A survey by American Express, investigating business behaviour amongst UK mid-sized companies during the UK’s pre-election period, has revealed that while they are firmly focused on making strategic investments during 2015, the caution typified by the recession era still prevails, with just one in six of the survey respondents saying they will take a more bullish approach to business risk during 2015. The survey, titled “Election Year: Mid-market Business Barometer”, shows an overall attitude of maintaining the status quo.
Meanwhile the impact of the general election has created a ‘corporate green room’ for many of Britain’s mid-sized companies, perhaps as a reaction to the uncertainty over the electoral outcome amongst leading opinion polls. Almost half of the companies surveyed (45%) reported that they may delay some or all key decisions until after the election. Of the 22% who stated that they could delay all of their key decisions, almost half (46%) will hit pause from 1st March onwards. Almost the same number (44%) plan to restart their decision-making process as soon as the election results are known.

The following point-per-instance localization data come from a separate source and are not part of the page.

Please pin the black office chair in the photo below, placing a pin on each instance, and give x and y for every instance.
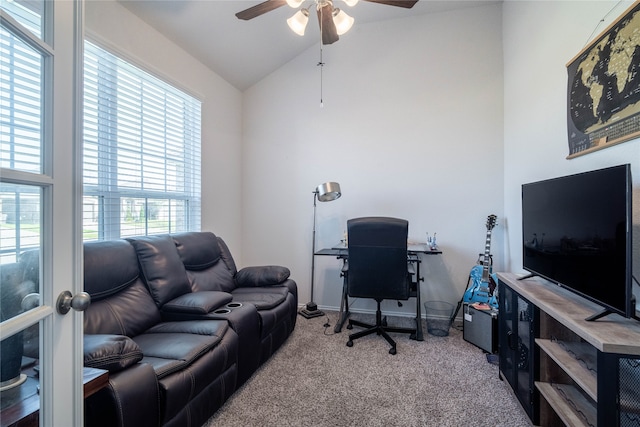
(377, 268)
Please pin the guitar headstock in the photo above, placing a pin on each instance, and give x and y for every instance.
(491, 221)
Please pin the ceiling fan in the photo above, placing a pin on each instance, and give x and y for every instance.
(333, 22)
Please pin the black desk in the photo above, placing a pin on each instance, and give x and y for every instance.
(413, 256)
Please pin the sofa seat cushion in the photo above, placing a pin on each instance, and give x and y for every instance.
(173, 346)
(111, 352)
(264, 297)
(197, 303)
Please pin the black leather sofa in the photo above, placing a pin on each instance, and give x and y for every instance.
(178, 326)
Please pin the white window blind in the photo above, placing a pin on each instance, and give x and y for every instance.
(21, 127)
(141, 152)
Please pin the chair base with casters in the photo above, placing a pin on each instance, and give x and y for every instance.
(380, 328)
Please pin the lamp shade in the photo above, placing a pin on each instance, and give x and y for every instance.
(328, 191)
(343, 21)
(298, 22)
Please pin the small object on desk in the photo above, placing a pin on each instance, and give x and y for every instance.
(481, 306)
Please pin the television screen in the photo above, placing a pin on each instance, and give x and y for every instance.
(576, 232)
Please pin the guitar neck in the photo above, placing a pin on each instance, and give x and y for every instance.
(486, 261)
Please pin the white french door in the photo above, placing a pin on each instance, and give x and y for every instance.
(40, 189)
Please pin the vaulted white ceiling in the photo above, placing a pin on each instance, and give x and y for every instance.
(244, 52)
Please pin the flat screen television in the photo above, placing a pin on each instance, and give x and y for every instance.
(576, 232)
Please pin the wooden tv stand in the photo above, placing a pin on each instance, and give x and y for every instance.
(574, 372)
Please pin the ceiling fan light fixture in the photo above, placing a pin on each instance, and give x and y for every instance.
(298, 22)
(343, 21)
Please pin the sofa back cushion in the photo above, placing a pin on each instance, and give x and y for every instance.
(161, 267)
(208, 266)
(120, 302)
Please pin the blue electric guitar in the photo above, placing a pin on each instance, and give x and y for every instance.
(482, 281)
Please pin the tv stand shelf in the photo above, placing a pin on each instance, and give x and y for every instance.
(580, 372)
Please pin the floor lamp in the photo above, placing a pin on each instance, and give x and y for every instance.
(325, 193)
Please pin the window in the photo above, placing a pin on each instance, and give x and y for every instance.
(22, 128)
(141, 152)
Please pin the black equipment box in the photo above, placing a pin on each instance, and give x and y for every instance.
(480, 328)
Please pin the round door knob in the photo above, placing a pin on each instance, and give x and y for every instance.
(67, 301)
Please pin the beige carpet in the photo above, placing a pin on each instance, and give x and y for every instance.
(316, 380)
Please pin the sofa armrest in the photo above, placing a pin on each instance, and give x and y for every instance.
(111, 352)
(267, 275)
(196, 303)
(131, 399)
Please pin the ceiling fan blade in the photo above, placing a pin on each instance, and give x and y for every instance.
(408, 4)
(328, 27)
(260, 9)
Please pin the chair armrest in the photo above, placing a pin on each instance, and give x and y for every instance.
(132, 398)
(111, 352)
(267, 275)
(197, 303)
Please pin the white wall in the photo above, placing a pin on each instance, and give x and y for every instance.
(411, 127)
(115, 28)
(539, 39)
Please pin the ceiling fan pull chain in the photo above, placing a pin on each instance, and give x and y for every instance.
(321, 64)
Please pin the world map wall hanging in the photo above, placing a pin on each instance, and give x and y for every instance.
(603, 99)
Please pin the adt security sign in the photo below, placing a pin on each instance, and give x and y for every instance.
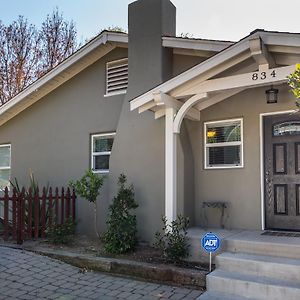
(210, 242)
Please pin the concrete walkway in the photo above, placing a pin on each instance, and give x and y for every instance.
(25, 275)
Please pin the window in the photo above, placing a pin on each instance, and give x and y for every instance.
(287, 128)
(224, 144)
(5, 157)
(101, 150)
(117, 77)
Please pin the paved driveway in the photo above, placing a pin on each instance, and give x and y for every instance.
(24, 275)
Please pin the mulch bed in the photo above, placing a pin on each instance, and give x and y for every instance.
(143, 252)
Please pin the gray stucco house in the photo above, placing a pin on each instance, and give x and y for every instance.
(186, 120)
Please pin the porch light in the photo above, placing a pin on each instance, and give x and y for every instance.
(211, 133)
(272, 95)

These were among the findings released today in the American Express Barometer, a representative sampling of senior finance executives and decision-makers from UK companies with revenues of between £3 and £300 million.
In 2015, UK companies are firmly focused on applying strategic thinking to their businesses and increasing their knowledge base. When asked about their most important resolution for 2015, strategic thinking topped the list. A quarter of respondents identified their intent to spend more time on strategy, while a further 21% prioritised the need to build up their knowledge base in 2015 by learning more about the regulatory environment, risk, social media and marketing.
Third on the list of 2015 resolutions was spending more time with customers, selected by 13% of respondents as their main priority for 2015. These responses illustrate a broader trend across the survey, with businesses focused on developing strong future pipelines rather than actively pushing for, or investing in, immediate growth.
Indications of how this ‘pipeline’ is being built can be seen in survey respondents’ focus on innovation, manifested in mid-sized businesses concentrating on investments in people and technology. 36% of those surveyed said that investment in technology or innovation was their number one investment priority, while 28% selected increasing headcount.
Talent retention, a key focus area for management in the pre-recession era, has once again returned to the agenda of UK company decision makers. When asked about major business concerns for 2015, over a third of survey respondents said they were most concerned about talent retention – ranking higher than concerns about cash flow (23%) or declining market share (21%). This preoccupation with talent retention recalls pre-2007 business priorities and also suggests that businesses will have to compete far harder to recruit talent in the future.
Elsewhere, businesses seemed confident in their decision to maintain the status quo: when asked whether their attitude towards business risk would become more or less bullish this year, a strong majority (63%) said that their attitude to risk would remain the same, echoing the long term approach to business investment that prevails in 2015. Respondents were similarly sanguine about their ability to balance risk with growth, with 59% of respondents saying that they believed that they had taken the ‘right amount’ of business risk to secure growth.
Brendan Walsh, Executive Vice President, Global Corporate Payments, American Express, said: “The survey shows that UK businesses have now found their post-recession equilibrium. Across the board, companies are concentrating on maintaining their solid business foundation by focusing on longer-term strategic targets and increasing theirknowledge base, to ensure they are ideally placed to compete effectively for sustainable business growth both here and overseas.”